Here is the cairo doc related to this: https://www.cairo-lang.org/docs/how_cairo_works/functions.html?highlight=tail#tail-recursion
如果你对这篇内容有疑问,欢迎到本站社区发帖提问 参与讨论,获取更多帮助,或者扫码二维码加入 Web 技术交流群。
绑定邮箱获取回复消息
由于您还没有绑定你的真实邮箱,如果其他用户或者作者回复了您的评论,将不能在第一时间通知您!
发布评论
评论(1)
简短的答案:相对于访问存储和使用其他系统调用,其他几个开罗步骤的成本可能可以忽略不计,因此我将从“未优化”版本开始,然后尝试尝试仅当功能使用大量的开罗步骤时,才能优化,并且似乎会显着影响整体成本。
答案越长:
,如您所提到的,由于不变的记忆,在开罗中,对堆栈的常规尾巴呼叫优化无关。
开罗尾声递归的优点是,当调用函数返回时,您无需使用返回值进行任何操作。这意味着在尾声递归中,从内部调用返回只是
ret指令的序列。另一方面,非尾式递归(如示例中的递归)将有指令来处理内部呼叫的返回值,例如复制隐式参数并计算下一个结果的总和元素。
在某些(非常简单)的情况下,它不会比尾巴版本更糟糕。例如,请考虑以下计算
1 + 2 + ... + i的功能:此功能每次迭代5个步骤:3递归调用之前(如果,请按)代码> i-1 ,<代码>调用sum )和2之后(计算总和,
ret)。 “优化”尾声版本还将在每次迭代中花费5个步骤:前4个步骤和后1步。但这是一个非常简单的情况,没有隐性论点,只有一个返回参数。
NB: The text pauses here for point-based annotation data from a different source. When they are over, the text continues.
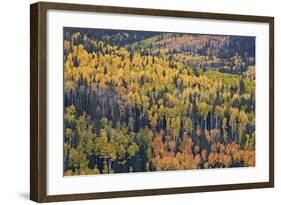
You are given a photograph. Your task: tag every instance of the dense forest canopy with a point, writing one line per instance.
(137, 101)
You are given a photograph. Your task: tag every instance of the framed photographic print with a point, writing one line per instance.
(134, 102)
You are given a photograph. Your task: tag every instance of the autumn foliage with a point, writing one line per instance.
(156, 102)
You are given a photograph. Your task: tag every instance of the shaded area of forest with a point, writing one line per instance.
(150, 102)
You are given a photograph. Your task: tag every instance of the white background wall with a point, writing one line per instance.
(14, 101)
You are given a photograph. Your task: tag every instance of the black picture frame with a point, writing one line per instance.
(38, 103)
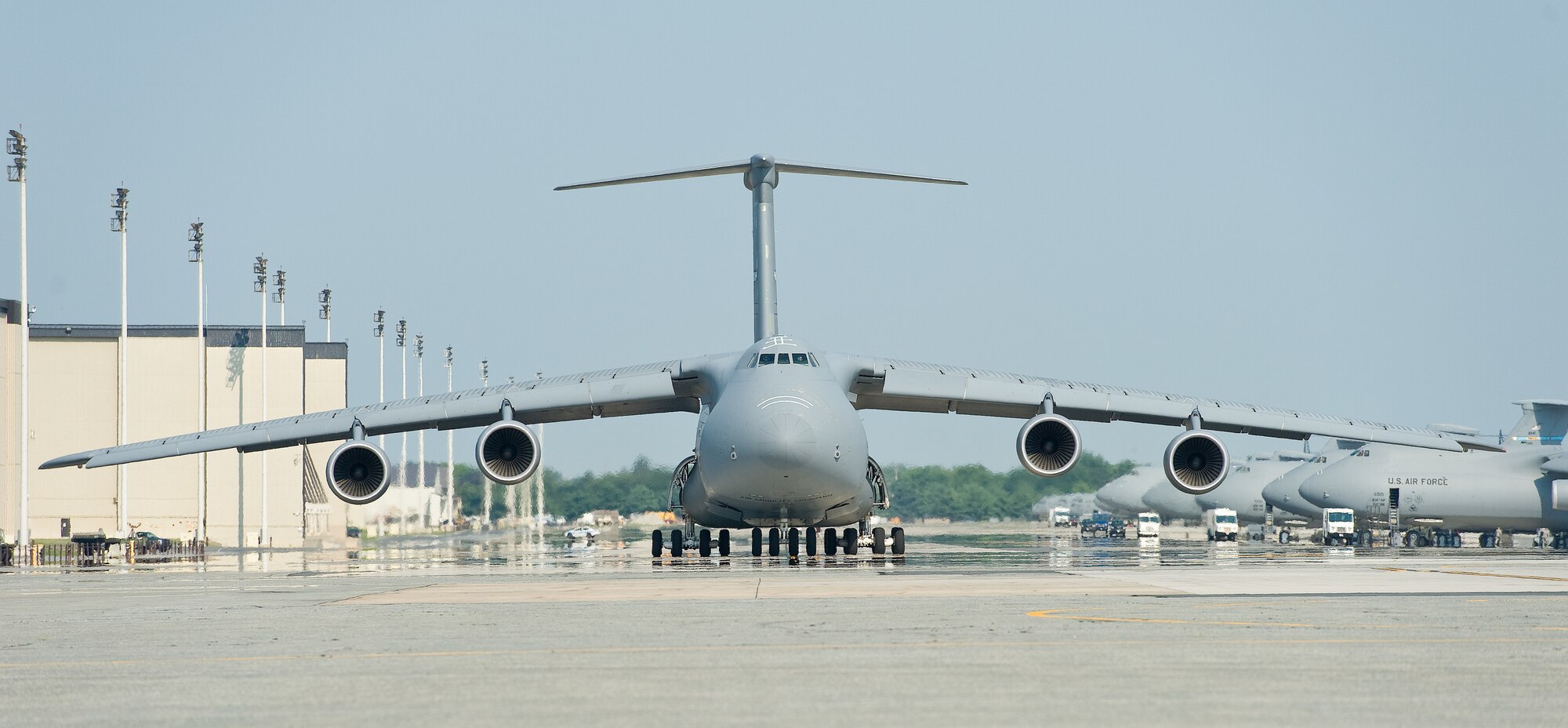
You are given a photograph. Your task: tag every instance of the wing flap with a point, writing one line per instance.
(931, 388)
(628, 391)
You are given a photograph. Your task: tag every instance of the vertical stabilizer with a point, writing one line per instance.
(761, 175)
(1544, 423)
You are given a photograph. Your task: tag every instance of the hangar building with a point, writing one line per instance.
(76, 407)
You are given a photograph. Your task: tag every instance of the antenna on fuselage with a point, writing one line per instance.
(761, 175)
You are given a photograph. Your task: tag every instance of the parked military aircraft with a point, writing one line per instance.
(1123, 497)
(1525, 489)
(1244, 490)
(779, 439)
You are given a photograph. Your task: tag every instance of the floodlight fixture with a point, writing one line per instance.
(16, 147)
(122, 206)
(197, 242)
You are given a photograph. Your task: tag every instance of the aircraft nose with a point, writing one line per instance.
(786, 442)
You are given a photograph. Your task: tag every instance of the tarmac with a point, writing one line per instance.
(1001, 625)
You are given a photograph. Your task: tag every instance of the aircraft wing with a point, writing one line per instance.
(932, 388)
(672, 387)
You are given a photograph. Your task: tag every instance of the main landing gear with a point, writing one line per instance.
(783, 542)
(702, 541)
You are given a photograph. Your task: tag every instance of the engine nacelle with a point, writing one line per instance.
(358, 473)
(1048, 445)
(1197, 464)
(507, 453)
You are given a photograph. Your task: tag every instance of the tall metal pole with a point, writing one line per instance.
(419, 359)
(283, 321)
(327, 310)
(488, 486)
(198, 257)
(382, 390)
(452, 517)
(402, 346)
(539, 481)
(261, 288)
(16, 147)
(118, 224)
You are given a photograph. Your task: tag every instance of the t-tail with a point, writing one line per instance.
(761, 175)
(1544, 423)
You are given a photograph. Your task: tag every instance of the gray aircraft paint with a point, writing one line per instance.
(775, 443)
(1123, 497)
(1244, 490)
(1171, 503)
(1525, 489)
(1285, 495)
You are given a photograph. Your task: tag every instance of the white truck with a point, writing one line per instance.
(1340, 528)
(1149, 525)
(1061, 517)
(1221, 523)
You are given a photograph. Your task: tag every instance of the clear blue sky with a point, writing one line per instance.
(1348, 208)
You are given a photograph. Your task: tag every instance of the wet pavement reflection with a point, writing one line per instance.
(959, 553)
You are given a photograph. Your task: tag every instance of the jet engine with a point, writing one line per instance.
(507, 453)
(1197, 464)
(358, 473)
(1048, 445)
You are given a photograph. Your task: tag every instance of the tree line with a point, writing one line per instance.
(964, 493)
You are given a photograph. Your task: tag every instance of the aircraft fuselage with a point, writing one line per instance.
(780, 443)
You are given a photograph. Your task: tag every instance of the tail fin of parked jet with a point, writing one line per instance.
(761, 175)
(1544, 423)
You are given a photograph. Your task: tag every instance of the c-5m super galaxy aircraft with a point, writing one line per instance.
(779, 440)
(1525, 489)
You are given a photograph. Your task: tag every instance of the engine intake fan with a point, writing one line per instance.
(1048, 445)
(358, 473)
(507, 453)
(1197, 464)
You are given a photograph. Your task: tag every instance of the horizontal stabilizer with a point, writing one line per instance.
(763, 164)
(695, 172)
(846, 172)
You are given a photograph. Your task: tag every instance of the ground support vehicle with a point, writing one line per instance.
(1221, 523)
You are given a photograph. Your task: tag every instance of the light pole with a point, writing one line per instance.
(283, 321)
(539, 479)
(402, 346)
(261, 288)
(120, 224)
(488, 497)
(16, 147)
(198, 257)
(325, 297)
(452, 476)
(419, 360)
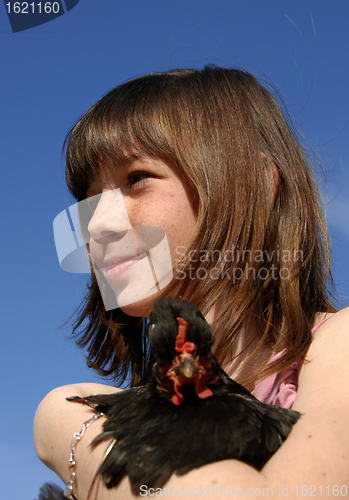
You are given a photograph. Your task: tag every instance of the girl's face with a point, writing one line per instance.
(137, 198)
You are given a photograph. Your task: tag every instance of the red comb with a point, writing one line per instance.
(181, 345)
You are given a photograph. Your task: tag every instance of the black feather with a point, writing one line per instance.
(156, 438)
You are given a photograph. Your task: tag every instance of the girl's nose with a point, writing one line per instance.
(110, 215)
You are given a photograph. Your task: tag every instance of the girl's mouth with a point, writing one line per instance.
(114, 271)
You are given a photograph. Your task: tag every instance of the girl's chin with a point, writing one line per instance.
(140, 309)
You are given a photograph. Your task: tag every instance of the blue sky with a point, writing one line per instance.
(51, 74)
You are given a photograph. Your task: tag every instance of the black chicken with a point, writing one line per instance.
(188, 413)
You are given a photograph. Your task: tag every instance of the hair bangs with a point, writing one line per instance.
(128, 121)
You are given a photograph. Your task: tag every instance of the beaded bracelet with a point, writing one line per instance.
(68, 492)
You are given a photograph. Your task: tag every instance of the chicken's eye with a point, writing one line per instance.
(161, 361)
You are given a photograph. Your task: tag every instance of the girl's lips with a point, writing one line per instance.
(115, 271)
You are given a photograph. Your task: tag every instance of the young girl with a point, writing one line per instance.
(208, 157)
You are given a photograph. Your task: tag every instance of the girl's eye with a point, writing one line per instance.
(138, 178)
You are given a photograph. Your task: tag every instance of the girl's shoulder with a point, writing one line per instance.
(280, 389)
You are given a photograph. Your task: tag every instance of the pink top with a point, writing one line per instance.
(280, 389)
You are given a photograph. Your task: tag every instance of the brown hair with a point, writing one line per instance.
(212, 125)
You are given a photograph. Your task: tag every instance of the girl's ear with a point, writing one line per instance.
(272, 175)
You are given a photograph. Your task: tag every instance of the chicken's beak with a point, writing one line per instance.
(188, 368)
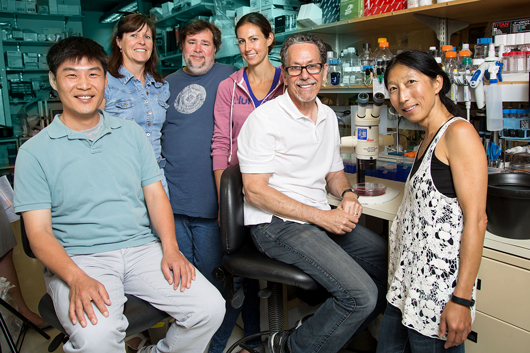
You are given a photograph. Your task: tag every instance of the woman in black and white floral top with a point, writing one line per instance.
(437, 236)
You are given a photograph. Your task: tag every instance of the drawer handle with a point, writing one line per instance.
(473, 336)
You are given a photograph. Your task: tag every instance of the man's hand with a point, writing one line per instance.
(456, 322)
(177, 269)
(351, 205)
(83, 291)
(338, 221)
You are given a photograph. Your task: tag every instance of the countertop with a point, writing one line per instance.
(388, 210)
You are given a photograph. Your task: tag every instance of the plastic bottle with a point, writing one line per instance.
(463, 55)
(445, 49)
(436, 55)
(346, 76)
(450, 62)
(334, 72)
(493, 106)
(481, 48)
(381, 57)
(330, 57)
(367, 63)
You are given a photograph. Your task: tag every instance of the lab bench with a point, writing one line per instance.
(502, 321)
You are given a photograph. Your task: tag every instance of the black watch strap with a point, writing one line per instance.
(348, 190)
(462, 301)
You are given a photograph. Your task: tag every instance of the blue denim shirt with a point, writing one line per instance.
(127, 98)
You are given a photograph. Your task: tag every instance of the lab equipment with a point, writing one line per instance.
(367, 140)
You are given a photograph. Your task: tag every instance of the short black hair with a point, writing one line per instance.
(75, 48)
(257, 19)
(198, 25)
(427, 65)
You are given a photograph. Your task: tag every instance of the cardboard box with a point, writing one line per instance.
(376, 7)
(310, 15)
(11, 6)
(62, 9)
(294, 3)
(31, 6)
(350, 9)
(20, 6)
(240, 12)
(14, 60)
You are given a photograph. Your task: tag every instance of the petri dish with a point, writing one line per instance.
(369, 189)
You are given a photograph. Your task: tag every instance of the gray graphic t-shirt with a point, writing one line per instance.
(187, 138)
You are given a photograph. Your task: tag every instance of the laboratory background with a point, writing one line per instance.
(483, 45)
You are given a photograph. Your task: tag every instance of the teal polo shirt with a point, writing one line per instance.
(93, 188)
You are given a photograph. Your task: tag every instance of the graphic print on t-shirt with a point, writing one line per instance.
(190, 99)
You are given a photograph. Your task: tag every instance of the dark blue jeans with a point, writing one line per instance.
(396, 338)
(351, 267)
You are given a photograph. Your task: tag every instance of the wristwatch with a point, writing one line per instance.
(349, 190)
(462, 301)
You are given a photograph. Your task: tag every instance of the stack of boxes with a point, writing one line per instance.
(52, 7)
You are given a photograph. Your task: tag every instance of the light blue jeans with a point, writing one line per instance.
(396, 338)
(198, 311)
(199, 240)
(351, 267)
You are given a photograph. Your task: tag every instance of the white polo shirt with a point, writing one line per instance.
(278, 139)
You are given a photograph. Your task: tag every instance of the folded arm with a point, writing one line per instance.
(259, 193)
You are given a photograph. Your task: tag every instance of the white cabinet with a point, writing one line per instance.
(502, 323)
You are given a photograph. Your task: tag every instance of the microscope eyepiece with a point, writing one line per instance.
(379, 98)
(363, 98)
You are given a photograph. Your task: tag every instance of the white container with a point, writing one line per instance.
(412, 4)
(493, 106)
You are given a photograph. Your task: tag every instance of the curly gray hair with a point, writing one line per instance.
(303, 38)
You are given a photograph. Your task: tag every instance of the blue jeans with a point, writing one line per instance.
(351, 267)
(200, 242)
(249, 313)
(396, 338)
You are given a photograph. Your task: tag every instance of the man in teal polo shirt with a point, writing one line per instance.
(88, 187)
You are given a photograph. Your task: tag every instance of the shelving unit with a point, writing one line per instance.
(35, 22)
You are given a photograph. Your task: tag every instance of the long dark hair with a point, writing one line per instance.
(127, 24)
(425, 63)
(261, 22)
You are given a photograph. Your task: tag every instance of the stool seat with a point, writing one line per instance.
(250, 263)
(140, 314)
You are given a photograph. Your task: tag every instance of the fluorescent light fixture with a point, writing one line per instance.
(118, 11)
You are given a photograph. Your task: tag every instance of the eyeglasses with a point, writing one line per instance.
(311, 69)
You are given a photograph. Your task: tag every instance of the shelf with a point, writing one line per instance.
(346, 89)
(187, 13)
(470, 11)
(34, 16)
(28, 42)
(8, 69)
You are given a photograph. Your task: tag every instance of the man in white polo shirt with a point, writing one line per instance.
(289, 154)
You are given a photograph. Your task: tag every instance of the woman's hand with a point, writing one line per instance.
(456, 322)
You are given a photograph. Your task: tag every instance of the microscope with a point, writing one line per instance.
(366, 141)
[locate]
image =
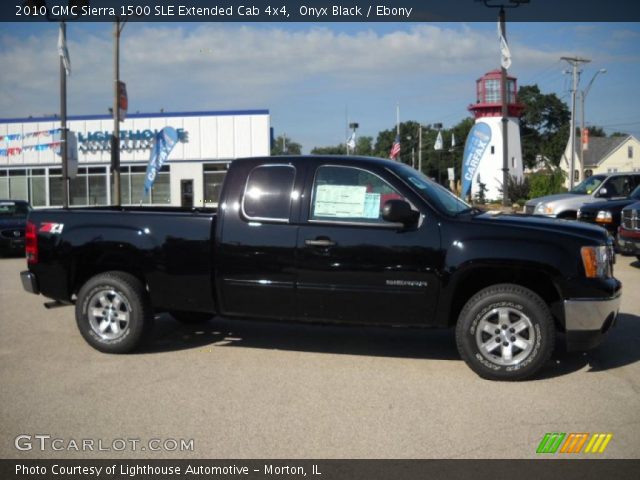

如果我们添加一个隐式参数(即使在函数中未使用),则尾声版本的性能更好:每次迭代中只有1个步骤,而非tail-call版本中的另外2个步骤。
在您的示例中,您有3个隐式参数,因此尾声版本可能会更好(尽管我的猜测是它不会很重要,但这取决于代码的其余部分)。
The short answer: the cost of a few additional Cairo steps is likely to be negligible relative to accessing storage and using other system calls, so I'd start from the "non-optimized" version and try to optimize only if the function uses a lot of Cairo steps and it seems to affect the overall cost significantly.
The longer answer:
As you mentioned, the usual tail-call optimization of reusing the stack is not relevant in Cairo because of the immutable memory.
The advantage of a tail-call recursion in Cairo is that when the called function returns you don't need to do anything with the return value. This means that in a tail-call recursion, returning from the inner calls is just a sequence of
retinstructions.On the other hand, a non-tail-call recursion (like the one in your example) will have instructions that process the return values of the inner call, such as copying the implicit arguments and computing the sum of the current result with the next element.
In some (very simple) cases, it won't be worse than the tail-call version. Consider for example the following function that computes
1 + 2 + ... + i:This function costs 5 steps per iteration: 3 before the recursive call (
if, pushi-1,call sum) and 2 after (compute the sum,ret). The "optimized" tail-call version will also cost 5 steps per iteration: 4 steps before and 1 step after.But this is a very simple case with no implicit arguments and only one return argument. If we add an implicit argument (even if it's unused in the function), the tail-call version will perform better: only 1 additional step per iteration compared to 2 additional steps in the non-tail-call version.
In your example, you have 3 implicit arguments, so the tail-call version will probably be better (although, my guess is that it won't be significant, but this depends on the rest of the code).